Abstract
This retrospective study evaluated treatment practices and outcomes in patients with advanced stage classical Hodgkin lymphoma (cHL) in India, across 10 centers of the Hematology Cancer Consortium. It included patients treated between January 2020 – December 2023, with one center contributing data from 2018.
A total of 1524 patients were diagnosed with cHL at these centers, of whom 876 had advanced stage disease (Ann Arbor stage IIBX–IV). Among these, 703 patients opted to continue treatment at the reporting institutions. The median age was 34 years; 466(66.2%) had B symptoms, 445(63.3%) had stage IV disease, 146(21%) had bulky disease, and 306(44%) had extra nodal involvement.
The most commonly used chemotherapy protocol was ABVD in 628 (89%) patients. Other regimens included BEACOPP (n=39; 5.5%), platinum-based protocols (n=8; 1.1%), and regimens with Brentuximab Vedotin (n=3; 0.4%) or Nivolumab (n=7; 1.0%).
Of the 703 patients who initiated treatment, interim response assessment was available for 586 (84%) patients. Among these, 471 underwent interim response assessment using FDG-PET/CT, while the remaining were assessed using CT or ultrasound. PET-based assessments reported Deauville scores (DS) of 1–3 in 372 (84%) patients, DS4 in 53 (12%) patients, and DS5 in 17 (3.8%) patients.
Bleomycin toxicity was reported in 48 (7%) patients and 4 patients succumbed to the same. A total of 21 (2.9%) patients died during the treatment period. End-of-treatment (EOT) response was available for 590 patients: 481 (68.4%) achieved complete response (CR), 54 (7.7%) achieved partial response (PR), progressive disease (PD) in 55 (7.8%); data was not available for 113(16.1%) patients.
Radiotherapy was administered at end of therapy in 122 patients (18%): 43 patients received it as part of the initial treatment plan for bulk disease, and 56 patients received it for residual disease following chemotherapy.
At a median follow-up of 27 months (estimated by reverse Kaplan–Meier), 458 patients (65%) were in complete remission, 146 (21.1%) were not in CR, 37 (5.3%) had died, and disease status was unavailable for 62 (8.8%) patients.
The 2-year event-free survival (EFS) for the entire cohort (n=703) was 79.3 ± 1.7%. EFS was 87.8 ± 1.9% for iPET2-negative (DS1–3), 61.2 ± 7.8% for DS4, and 50.5 ± 14.8% for DS5 (p < 0.001).A low International Prognostic Score (IPS) (0–3) was associated with superior 2-year EFS (86.9 ± 3.1%) compared to a high IPS score (>3), which had an EFS of 77.7 ± 3.0% (p = 0.022).
In a univariate analysis of all prognostic variables included in the original Hasenclever analysis, albumin < 4 gm/dL(HR 2.51; p<0.001) and hemoglobin < 10.5 gm/dl (HR 3.35; p<0.001) were associated with an inferior event-free survival Additional parameters significantly associated with EFS included iPET2 DS score 4–5(HR 4.15; p<0.001),WBC count ≤4000/mm³(HR 1.70; p = 0.018) and elevated LDH(HR 1.53; p = 0.031).

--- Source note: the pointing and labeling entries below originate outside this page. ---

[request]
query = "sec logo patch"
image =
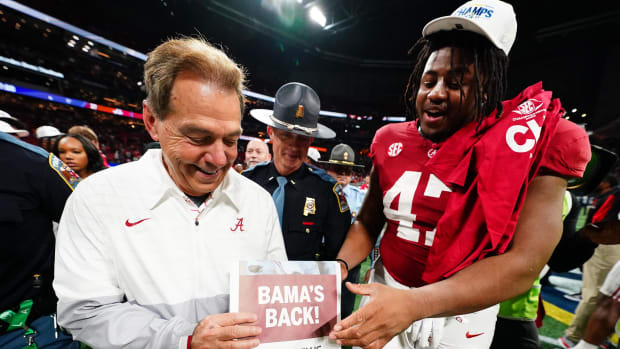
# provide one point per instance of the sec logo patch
(394, 149)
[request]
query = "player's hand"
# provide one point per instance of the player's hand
(228, 330)
(425, 333)
(387, 313)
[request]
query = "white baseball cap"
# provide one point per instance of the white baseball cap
(5, 127)
(314, 154)
(494, 19)
(47, 131)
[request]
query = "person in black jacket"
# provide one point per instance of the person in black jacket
(34, 186)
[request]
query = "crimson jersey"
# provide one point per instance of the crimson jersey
(414, 199)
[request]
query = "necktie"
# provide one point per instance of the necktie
(278, 196)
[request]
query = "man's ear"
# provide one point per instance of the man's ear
(150, 121)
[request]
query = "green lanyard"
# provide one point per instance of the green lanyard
(17, 320)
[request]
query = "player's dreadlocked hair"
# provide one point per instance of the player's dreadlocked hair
(490, 69)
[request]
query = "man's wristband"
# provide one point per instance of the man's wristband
(346, 265)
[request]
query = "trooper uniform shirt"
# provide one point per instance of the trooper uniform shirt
(316, 216)
(355, 198)
(34, 186)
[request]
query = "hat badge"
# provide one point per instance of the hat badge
(300, 111)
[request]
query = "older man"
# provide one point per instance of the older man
(311, 205)
(144, 248)
(256, 152)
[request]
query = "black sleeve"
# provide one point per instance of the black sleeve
(55, 191)
(338, 222)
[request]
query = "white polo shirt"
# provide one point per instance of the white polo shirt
(138, 264)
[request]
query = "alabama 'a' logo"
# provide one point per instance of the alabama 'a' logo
(238, 226)
(394, 149)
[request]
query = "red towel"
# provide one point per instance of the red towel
(490, 167)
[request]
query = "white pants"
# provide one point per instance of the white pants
(469, 331)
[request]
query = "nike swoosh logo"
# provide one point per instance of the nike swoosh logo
(131, 224)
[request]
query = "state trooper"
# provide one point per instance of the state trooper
(312, 207)
(340, 166)
(34, 185)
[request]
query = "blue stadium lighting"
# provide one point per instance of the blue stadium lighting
(315, 13)
(333, 114)
(66, 26)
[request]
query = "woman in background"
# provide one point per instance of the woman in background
(79, 154)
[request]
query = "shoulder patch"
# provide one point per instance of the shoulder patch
(65, 172)
(342, 200)
(324, 176)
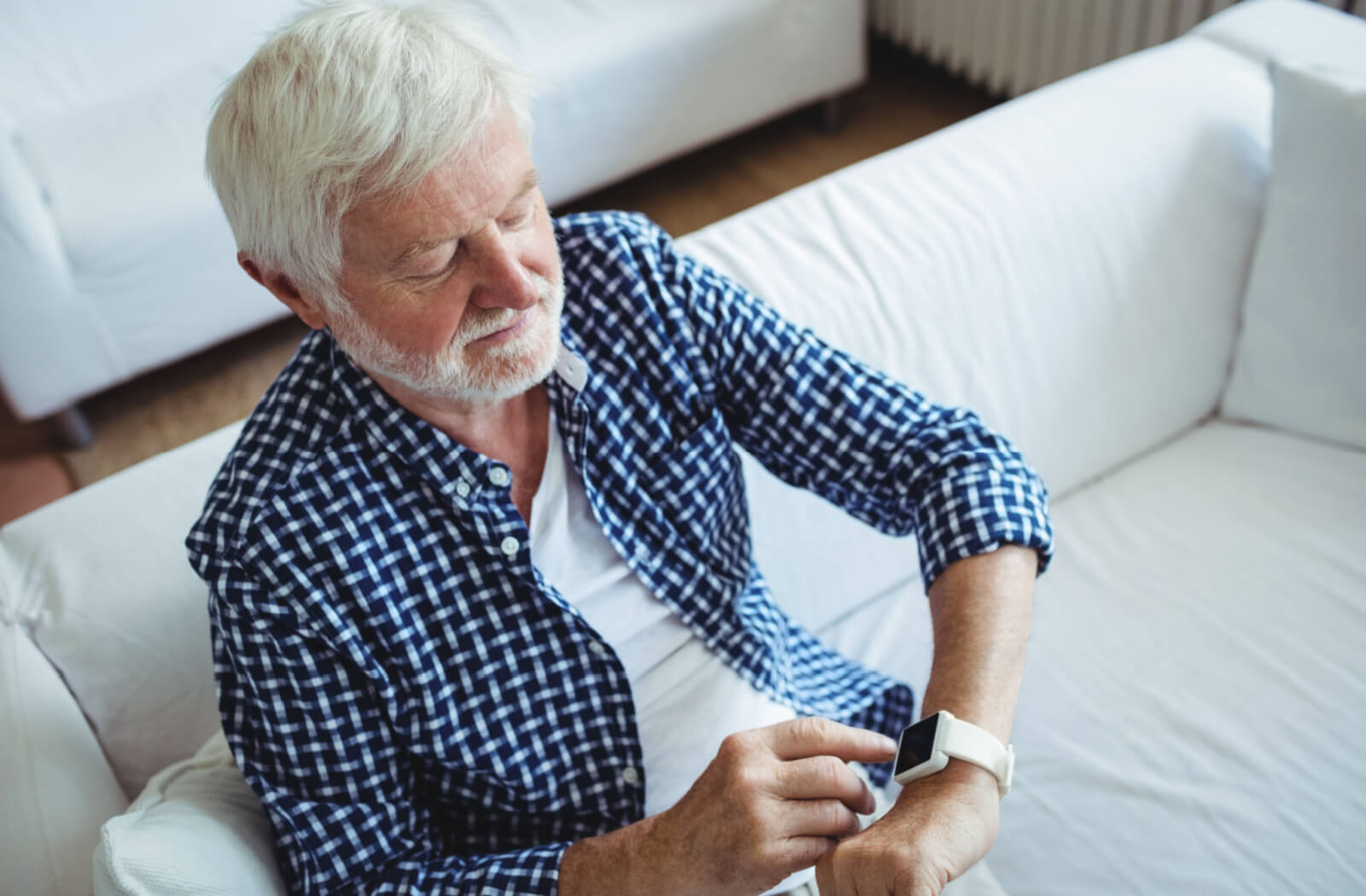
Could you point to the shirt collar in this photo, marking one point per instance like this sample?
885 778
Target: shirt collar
393 429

On the Multivariate Cox Proportional Hazards (PH) Model, only the iPET retained prognostic significance for EFS (HR 3.92; p<0.001) .
EFS varied significantly when stratified by both IPS and iPET response. Patients with IPS low (0-3) and iPET negative (DS1-3) had the most favourable outcomes, with a 2-year EFS of 90.3 ± 2.9%. In contrast, those with iPET positivity, regardless of IPS score, had inferior outcomes—EFS of 54± 8.5% in IPS high and 62 ± 13.7 % in IPS low patients. Patients with a high IPS and iPET negativity had intermediate outcomes, with an EFS of 84.4 ± 3%. The difference in EFS across the four groups was statistically significant (p < 0.001), highlighting the combined prognostic value of IPS score and iPET2 response.
In this large multi-center cohort from India, ABVD remains the predominant regimen for advanced-stage cHL , achieving a 2-year EFS of 79%. iPET response was the strongest predictor of event-free survival, outperforming traditional prognostic markers like the IPS score. Combining iPET and IPS can be further used to stratify risk, though this requires validation in prospective cohorts.